1.1. Motivation Behind Study

Continuous improvement is a philosophy initiative that increases success and decreases failure continuously to enhance quality management (Bhuiyan & Baghel, 2005). According to Oakland (1999), it is a novel approach that enhances innovation. As a result, companies maintain competitive excellence. Effective quality management can be achieved through constant pursuit of continuous improvement by involving all tiers of an organization in the process (Kossoff, 1993). Furthermore, Bhuiyan & Baghel (2005) describe continuous improvement as a culture involving sustained improvement, accomplished by eliminating waste in every process and system. Continuous improvement may occur via evolutionary improvement, occurring through numerous increments or radical changes that result from innovative technology or ideas (Alharthi et al., 2014). Such improvements can be accomplished via techniques and tools that detect and minimize sources of wastes, issues, and variation (Bessant et al., 1994).

According to the IAEA Safety Standards (2006), it is imperative that an integrated Management System is well-documented, established, maintained, and implemented. Furthermore, the system’s efficacy must be continuously improved to ensure organizational goals are achieved. CI processes must be well-managed to detect and prioritize improvement initiatives (Bhuiyan & Baghel, 2005). Finally, to ensure effective development and utilization of sustainable processes, the following should be considered (IAEA, 2006; Alvarez et al., 2015):

  • Development and implementation of process indicators per process;

  • Simplification of processes and information;

  • All those involved in implementation of continuous processes (employees, suppliers, and contractors) must engage in improvement activities;

  • Continuous improvement of sustainable processes in the organization.

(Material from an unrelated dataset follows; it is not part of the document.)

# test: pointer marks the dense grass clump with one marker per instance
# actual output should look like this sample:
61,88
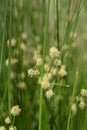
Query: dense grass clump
43,65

CI requires an organization to comprehend each process step. Its efficacy and efficiency must be measured so subsequent changes can be made (Conway, 2002; Niven, 2002).

Principles required for successful implementation of CI initiatives include (IAEA, 2006; De Freitas et al., 2017; Hilton & Sohal, 2012):

  • Sustainable senior management leadership to ensure support, attention, and commitment;

  • Continuous improvement initiatives that are integrated into the business plan;

  • Clear statements of the organization’s continuous improvement program objectives;

  • Advantages of the program are evaluated against resources and costs during its development and implementation;

  • Implementation of a practical and simple methodology;

  • Implementation of measurable and specific improvement objectives;

  • Continuous evaluation based on data and facts.